Histogenesis of canine mixed mammary tumors

The origin of different mesenchymal components which characterizes the canine mixed mammary tumours has been controversial since they were first described. Most of the authors have found, through different methods, important evidence that point out the myoepithelial cells as the responsibles ones. In the present study, 15 canine mixed mammary tumours were studied using the avidin-biotin-peroxidase complex method with the 7 primary antibodies: Citokeradne, epithelial membrane antigen, carcinoembrionic antigen, muscle-specific actin, vimentin, S-100 protein and desmin. Commercially produced antibodies were used, and their specificity was previously determined regarding its reaction on control tissues to correlate expression of these antigens with the ultrastructural changes. Specificity was reliable for canine tissues except for S-100 protein. Cytokeratin, muscle-specific actin and vimentin expressed themselves remarkably on epithelial, myoepithelial and mesenchymal elements, respectively. Ultrastructurally, 6 main cellular types were identified and characterized; from those, the transitional cells were outstanding (filamentous, stellate and chondroid cells) and remained characteristic and specific of myoepithelial cell origin with actin filaments (5 to 8 nm thick), desmosomes and dense bodies.

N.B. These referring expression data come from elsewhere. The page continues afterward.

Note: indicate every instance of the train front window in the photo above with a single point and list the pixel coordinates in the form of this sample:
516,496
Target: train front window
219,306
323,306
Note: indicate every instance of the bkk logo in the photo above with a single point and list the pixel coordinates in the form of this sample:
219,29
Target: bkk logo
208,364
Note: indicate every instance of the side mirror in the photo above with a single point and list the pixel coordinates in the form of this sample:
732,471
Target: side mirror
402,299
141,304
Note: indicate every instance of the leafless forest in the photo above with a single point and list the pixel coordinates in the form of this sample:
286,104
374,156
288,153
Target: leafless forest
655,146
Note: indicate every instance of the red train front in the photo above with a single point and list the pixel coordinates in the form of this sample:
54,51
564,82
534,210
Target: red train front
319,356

These electron microscopic findings, together with the expression of the membrane and structural proteins manifested by immunoperoxidase, pointed out the myoepithelial cell origin of their precursors as responsible for the formation of the heterologous mesenchymal component, typical of these tumors. The possibility that the epithelial component is originated from cells capable to have divergent epi-myoepithelial differentiation, as it apparently occurs in the pleomorphic adenomas of the human mammary and salivary glands, is also considered.